Les recettes à retenir au titre d'une année déterminée pour l’assiette de l'impôt sur le revenu dans la catégorie des bénéfices non commerciaux sont celles qui ont été mises à la disposition du contribuable au cours de cette année, soit au plus tard le 31 décembre.
La circonstance que, dans le cadre de la procédure prévue aux articles 174 et suivants du décret 91-1197 du 27 novembre 1991 organisant la profession d’avocat, le bâtonnier ou, en cas de recours contre la décision de celui-ci, le premier président de la cour d'appel ordonne le reversement, par un avocat, d’honoraires qui ont été taxés entre ses mains dans la catégorie des bénéfices non commerciaux au titre d’une année antérieure demeure sans incidence sur cette imposition.
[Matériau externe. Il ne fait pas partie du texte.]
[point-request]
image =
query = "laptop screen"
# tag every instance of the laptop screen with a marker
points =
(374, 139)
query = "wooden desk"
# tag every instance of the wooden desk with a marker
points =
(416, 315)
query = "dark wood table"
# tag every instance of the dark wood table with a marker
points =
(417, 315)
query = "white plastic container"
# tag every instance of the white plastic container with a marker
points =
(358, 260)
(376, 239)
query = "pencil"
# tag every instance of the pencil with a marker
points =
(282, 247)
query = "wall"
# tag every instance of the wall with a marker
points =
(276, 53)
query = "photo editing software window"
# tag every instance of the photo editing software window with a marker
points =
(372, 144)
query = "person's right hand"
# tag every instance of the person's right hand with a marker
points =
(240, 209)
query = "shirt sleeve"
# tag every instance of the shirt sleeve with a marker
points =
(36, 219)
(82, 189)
Le reversement résultant de cette décision, qui ne revêt pas la nature d’une sanction, ouvre en revanche à l'intéressé la faculté de déduire les sommes correspondantes de ses bénéfices non commerciaux de l’année au cours de laquelle il intervient.
Par suite, commet une erreur de droit une cour administrative d'appel qui a jugé que le remboursement à un client d’un trop-perçu d’honoraires en exécution d’une décision en contestation d’honoraires ne peut être regardé comme une charge se rattachant à l’exercice normal de la profession d’avocat.
A noter :
La cour administrative d’appel de Paris avait considéré que les honoraires remboursés au client dans le cadre d’une telle procédure n'étaient pas déductibles des bénéfices non commerciaux de l’avocat au titre de l’année de leur reversement car ledit reversement ne se rattachait pas à l’exercice normal de la profession d’avocat (CAA Paris 26-9-2024 n° 23PA02321).
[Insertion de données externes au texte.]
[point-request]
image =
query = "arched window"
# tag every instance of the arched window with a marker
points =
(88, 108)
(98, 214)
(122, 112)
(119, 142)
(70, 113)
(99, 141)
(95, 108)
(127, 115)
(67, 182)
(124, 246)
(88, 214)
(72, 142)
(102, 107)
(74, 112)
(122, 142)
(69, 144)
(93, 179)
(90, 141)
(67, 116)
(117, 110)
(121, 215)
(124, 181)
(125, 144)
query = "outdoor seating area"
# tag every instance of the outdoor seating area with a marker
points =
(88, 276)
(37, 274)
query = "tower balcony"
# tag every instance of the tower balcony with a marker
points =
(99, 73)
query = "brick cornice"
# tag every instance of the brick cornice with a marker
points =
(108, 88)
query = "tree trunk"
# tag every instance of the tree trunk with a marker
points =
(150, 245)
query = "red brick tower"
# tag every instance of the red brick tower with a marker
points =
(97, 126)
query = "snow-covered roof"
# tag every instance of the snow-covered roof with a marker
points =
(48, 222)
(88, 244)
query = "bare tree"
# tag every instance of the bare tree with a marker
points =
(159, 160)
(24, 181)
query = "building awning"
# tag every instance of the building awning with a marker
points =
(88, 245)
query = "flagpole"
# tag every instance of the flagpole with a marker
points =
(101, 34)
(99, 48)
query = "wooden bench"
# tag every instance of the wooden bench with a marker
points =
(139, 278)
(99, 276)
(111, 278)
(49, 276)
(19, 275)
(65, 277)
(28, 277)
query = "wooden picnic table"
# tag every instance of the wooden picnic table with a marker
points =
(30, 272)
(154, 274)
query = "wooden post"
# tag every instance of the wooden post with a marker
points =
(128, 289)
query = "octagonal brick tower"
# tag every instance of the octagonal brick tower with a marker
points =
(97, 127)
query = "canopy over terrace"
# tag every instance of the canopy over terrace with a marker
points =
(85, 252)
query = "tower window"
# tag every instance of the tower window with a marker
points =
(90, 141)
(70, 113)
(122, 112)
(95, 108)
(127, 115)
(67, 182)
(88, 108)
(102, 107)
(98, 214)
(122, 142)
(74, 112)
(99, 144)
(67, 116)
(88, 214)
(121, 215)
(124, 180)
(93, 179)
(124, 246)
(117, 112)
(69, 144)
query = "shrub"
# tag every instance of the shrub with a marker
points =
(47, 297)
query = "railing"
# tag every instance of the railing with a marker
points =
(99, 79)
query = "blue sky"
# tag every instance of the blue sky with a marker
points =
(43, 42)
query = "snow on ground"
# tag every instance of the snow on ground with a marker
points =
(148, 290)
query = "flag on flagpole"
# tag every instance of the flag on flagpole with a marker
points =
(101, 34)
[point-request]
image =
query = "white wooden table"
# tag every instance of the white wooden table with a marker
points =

Le Conseil d’État reprend le principe posé dans sa jurisprudence (CE 19-12-2019 n° 435402). Selon le rapporteur public, suivi par la Haute Assemblée, ces reversements d’honoraires sont exposés dans l’intérêt professionnel de l’avocat et ne sauraient être regardés comme une sanction venant réprimer l’exercice d’une activité illicite ou même comme ayant pour objet de révéler un manquement de l’intéressé aux obligations professionnelles ou déontologiques régissant l’exercice de sa profession. L’action en contestation d’honoraires prévue par le décret de 1991 précité s’apparente à une correction judiciaire du prix facturé par un avocat pour l’accomplissement de ses prestations, laquelle doit être déductible des recettes professionnelles réalisées au titre de l’année du reversement.